“Under the Sea” took on a new meaning for students of Swan River Montessori school Friday, Oct. 25 at the Monticello Community Center.
The students were on hand with a front-seat view to the unveiling of Monticello’s latest mural- a seascape by the artist Limpio.
Limpio is also the artist who painted the mural of the heron on the north wall of Live, Laugh & Bloom, at 108 Cedar Street in Monticello.
Commissioned for the project through a grant from the Central Minnesota Arts Board, Limpio said he was inspired for the mural at the west entrance to the community center by the adjacent community pool and the importance of water.
The mural is painted on the north and south walls of a corridor leading into the community center. The ceiling is incorporated into the mural, as well, in order to create a sense that one is in the ocean, or “under the sea.”
The north side of the mural, along the community center gymnasium, depicts a celebration of ocean life.
“It showcases the colors of the ocean,” Limpio said.
The mural then leads over the ceiling to the south wall that is adjacent to the community pool.
“It depicts the bleaching of coral and what happens in the ocean when the water gets warmer,” Limpio told the students.
“The coral dies and turns white and what you see is its skeleton,” he said.
The south mural is a reminder of the effects of climate change on a global scale, Limpio said.
That’s something the Swan River students are familiar with, being an environmental-based school.
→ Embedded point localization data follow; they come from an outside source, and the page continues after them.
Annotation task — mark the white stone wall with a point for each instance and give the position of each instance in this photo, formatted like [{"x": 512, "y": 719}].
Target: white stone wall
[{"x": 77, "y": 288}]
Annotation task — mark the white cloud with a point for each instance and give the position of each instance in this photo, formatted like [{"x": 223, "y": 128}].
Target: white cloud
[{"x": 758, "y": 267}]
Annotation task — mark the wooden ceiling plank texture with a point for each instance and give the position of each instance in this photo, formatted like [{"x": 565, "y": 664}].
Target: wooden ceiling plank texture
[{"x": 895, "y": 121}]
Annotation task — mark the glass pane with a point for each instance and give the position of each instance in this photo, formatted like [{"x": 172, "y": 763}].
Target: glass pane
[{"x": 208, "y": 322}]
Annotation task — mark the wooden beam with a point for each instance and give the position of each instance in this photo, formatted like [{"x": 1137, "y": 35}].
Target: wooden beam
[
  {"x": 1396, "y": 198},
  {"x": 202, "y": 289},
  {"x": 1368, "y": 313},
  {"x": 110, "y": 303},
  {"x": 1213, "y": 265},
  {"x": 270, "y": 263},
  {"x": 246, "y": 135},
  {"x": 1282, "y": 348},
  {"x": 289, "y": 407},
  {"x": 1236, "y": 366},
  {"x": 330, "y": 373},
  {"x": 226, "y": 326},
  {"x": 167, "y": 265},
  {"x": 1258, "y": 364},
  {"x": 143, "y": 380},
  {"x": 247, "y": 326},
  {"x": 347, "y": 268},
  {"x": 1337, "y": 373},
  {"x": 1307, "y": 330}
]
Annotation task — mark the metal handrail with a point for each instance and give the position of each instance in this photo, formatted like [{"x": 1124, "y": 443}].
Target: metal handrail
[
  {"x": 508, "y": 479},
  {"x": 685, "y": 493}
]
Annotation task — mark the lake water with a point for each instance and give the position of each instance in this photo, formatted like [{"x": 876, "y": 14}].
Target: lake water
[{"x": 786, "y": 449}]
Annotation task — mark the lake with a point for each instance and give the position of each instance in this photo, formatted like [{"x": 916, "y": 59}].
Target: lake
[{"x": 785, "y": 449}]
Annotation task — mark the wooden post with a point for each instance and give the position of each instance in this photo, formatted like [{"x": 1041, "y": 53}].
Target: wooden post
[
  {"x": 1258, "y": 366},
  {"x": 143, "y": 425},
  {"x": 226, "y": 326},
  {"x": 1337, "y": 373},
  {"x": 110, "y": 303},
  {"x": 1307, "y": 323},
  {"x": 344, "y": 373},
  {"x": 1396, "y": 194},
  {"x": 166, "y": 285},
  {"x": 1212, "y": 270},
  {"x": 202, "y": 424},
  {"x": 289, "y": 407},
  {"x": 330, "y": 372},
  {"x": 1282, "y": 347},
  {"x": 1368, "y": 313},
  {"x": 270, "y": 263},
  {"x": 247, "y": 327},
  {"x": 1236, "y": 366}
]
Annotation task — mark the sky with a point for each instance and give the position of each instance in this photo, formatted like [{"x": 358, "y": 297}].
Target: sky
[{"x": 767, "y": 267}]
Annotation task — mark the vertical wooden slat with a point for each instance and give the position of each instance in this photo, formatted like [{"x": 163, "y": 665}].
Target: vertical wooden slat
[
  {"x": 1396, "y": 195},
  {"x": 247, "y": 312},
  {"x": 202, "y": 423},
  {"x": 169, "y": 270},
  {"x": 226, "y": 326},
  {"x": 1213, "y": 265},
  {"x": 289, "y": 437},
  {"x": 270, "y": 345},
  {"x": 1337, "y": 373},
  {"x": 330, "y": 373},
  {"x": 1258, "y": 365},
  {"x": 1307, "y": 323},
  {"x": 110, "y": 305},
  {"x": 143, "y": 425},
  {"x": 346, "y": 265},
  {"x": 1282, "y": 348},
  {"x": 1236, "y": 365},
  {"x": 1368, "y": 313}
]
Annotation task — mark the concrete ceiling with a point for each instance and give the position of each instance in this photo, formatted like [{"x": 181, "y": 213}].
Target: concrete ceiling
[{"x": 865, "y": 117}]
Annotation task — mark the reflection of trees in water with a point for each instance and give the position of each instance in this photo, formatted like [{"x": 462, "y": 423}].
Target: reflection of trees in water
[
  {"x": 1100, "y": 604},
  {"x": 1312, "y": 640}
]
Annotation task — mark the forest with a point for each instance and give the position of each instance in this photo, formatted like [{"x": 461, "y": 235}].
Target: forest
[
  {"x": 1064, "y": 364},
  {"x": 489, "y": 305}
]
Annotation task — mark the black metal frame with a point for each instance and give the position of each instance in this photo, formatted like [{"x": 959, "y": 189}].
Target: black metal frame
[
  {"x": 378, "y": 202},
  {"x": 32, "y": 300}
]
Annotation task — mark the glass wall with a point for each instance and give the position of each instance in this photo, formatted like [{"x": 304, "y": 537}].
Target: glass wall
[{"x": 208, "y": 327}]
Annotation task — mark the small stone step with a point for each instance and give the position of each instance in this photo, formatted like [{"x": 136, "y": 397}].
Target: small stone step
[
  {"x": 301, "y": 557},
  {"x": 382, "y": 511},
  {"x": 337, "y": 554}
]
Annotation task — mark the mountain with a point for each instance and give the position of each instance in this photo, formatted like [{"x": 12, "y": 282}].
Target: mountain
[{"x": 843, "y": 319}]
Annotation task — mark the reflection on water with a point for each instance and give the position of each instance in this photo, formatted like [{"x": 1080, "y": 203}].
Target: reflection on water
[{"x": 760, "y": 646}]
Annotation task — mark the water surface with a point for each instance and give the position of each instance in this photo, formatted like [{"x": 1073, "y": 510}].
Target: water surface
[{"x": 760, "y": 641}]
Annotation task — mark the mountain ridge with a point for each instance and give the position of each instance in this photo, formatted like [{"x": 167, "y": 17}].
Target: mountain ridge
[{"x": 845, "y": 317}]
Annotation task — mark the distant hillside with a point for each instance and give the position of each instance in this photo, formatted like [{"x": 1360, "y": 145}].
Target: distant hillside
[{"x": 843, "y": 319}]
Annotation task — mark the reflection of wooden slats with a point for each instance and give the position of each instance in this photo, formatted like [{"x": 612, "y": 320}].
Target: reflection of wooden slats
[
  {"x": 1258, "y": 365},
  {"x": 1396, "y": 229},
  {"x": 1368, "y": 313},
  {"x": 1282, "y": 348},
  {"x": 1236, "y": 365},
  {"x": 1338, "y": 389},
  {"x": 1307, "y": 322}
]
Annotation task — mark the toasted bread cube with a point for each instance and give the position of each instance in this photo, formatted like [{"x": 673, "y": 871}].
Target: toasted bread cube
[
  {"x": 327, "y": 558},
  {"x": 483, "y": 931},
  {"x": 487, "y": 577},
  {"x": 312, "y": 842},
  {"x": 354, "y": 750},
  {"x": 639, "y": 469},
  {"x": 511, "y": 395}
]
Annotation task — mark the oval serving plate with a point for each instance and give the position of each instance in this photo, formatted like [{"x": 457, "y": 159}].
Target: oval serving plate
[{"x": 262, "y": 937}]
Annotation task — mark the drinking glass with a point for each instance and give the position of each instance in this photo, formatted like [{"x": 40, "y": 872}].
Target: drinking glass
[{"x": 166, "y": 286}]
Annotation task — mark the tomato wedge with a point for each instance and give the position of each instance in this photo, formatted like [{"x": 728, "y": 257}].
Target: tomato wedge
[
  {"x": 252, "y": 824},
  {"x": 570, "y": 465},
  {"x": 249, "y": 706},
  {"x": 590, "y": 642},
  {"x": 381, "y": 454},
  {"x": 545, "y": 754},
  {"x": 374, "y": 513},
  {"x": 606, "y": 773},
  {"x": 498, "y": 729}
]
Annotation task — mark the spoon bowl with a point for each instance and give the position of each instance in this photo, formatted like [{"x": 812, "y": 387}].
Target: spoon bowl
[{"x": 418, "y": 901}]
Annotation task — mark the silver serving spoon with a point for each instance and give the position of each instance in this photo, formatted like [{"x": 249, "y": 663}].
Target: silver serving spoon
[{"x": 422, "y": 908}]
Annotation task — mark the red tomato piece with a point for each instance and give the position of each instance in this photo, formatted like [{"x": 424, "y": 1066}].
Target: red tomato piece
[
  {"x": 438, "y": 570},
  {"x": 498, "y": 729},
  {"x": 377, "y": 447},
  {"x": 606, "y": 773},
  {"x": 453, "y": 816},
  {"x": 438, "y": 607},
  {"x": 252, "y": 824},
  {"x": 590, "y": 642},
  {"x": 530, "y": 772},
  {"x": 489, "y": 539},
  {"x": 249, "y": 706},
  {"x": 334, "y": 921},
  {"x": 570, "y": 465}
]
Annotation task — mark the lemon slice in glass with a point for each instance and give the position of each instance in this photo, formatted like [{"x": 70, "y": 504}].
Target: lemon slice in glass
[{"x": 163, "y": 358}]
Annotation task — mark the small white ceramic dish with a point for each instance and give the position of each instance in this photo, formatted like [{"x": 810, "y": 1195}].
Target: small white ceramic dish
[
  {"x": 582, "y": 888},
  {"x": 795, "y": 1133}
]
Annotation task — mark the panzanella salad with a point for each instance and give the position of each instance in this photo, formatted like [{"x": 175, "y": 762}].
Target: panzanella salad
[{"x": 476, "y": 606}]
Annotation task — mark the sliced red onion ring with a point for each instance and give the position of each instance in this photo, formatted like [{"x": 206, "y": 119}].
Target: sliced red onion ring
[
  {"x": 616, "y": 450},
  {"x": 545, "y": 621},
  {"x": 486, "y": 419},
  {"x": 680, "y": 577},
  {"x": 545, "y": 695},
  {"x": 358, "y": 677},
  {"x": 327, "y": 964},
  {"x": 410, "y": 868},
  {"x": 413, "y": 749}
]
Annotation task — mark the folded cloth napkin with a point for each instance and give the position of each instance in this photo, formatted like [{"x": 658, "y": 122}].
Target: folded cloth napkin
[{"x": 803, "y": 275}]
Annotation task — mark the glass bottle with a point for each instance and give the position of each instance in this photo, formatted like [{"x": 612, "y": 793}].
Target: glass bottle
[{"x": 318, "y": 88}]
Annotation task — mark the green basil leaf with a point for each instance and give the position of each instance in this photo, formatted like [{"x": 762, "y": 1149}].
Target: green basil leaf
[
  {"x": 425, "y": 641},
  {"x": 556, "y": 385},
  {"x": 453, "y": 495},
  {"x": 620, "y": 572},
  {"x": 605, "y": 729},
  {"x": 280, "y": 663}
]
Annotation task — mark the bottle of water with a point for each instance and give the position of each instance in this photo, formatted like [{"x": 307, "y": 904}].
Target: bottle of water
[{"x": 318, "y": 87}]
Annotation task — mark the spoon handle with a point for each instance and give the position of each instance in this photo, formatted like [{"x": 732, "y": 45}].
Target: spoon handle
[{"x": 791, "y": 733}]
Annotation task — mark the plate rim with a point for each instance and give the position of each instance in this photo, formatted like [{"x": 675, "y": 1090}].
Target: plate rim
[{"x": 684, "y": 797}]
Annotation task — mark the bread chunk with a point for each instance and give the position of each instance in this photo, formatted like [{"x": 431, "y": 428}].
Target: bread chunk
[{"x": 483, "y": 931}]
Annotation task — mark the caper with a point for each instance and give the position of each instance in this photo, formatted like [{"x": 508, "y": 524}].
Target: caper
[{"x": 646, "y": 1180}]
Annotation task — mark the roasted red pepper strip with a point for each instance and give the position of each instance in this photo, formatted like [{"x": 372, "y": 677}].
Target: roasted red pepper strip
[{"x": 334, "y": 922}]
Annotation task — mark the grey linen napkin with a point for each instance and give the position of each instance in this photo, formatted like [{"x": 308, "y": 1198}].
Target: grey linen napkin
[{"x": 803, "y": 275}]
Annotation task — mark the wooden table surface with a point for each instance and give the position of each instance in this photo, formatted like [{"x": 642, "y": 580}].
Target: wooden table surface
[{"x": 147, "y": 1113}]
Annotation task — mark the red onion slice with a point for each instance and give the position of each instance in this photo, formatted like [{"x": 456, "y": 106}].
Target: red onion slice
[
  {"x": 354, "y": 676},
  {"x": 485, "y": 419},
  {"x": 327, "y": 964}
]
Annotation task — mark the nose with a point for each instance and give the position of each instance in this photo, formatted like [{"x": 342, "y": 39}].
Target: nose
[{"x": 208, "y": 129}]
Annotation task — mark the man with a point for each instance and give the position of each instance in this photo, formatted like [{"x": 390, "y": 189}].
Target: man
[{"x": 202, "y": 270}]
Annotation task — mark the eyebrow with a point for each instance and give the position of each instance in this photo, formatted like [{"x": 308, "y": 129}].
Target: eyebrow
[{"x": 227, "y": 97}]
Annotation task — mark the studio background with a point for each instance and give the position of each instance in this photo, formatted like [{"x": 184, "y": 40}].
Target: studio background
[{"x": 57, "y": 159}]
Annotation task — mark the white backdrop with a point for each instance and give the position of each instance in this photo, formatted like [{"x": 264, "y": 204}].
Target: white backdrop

The community center mural was the first for Limpio using a technique new to him.
Limpio usually uses a “street-artist” style of painting that utilizes spray painting. When it came to the community center mural, Limpio used a base of latex paint that he generally uses for portraits. For the first time, he combined latex painting with his go-to style of spray painting for this mural. He then used paint markers on the black outlines on the fish, plants, and mammals featured in his mural.
Limio says he wasn’t always going to paint an underwater scene in the community center hallway.
He initially thought he would continue with a animal and rain forest theme already painted in the community pool.
“I thought a lot about the other rain forest animals and what is going on in the world,” Limpio said.
“But I thought painting what we find underwater would be more cool and painting the walls like they are underwater,” he said.
After a discussion of the art project, Limio took questions from the students, which led to a discussion of his painting techniques, history of pet ownership, and Limio’s own history of painting.
He noted that he began enjoying art at about the same age as the students gathered in the community center hallway.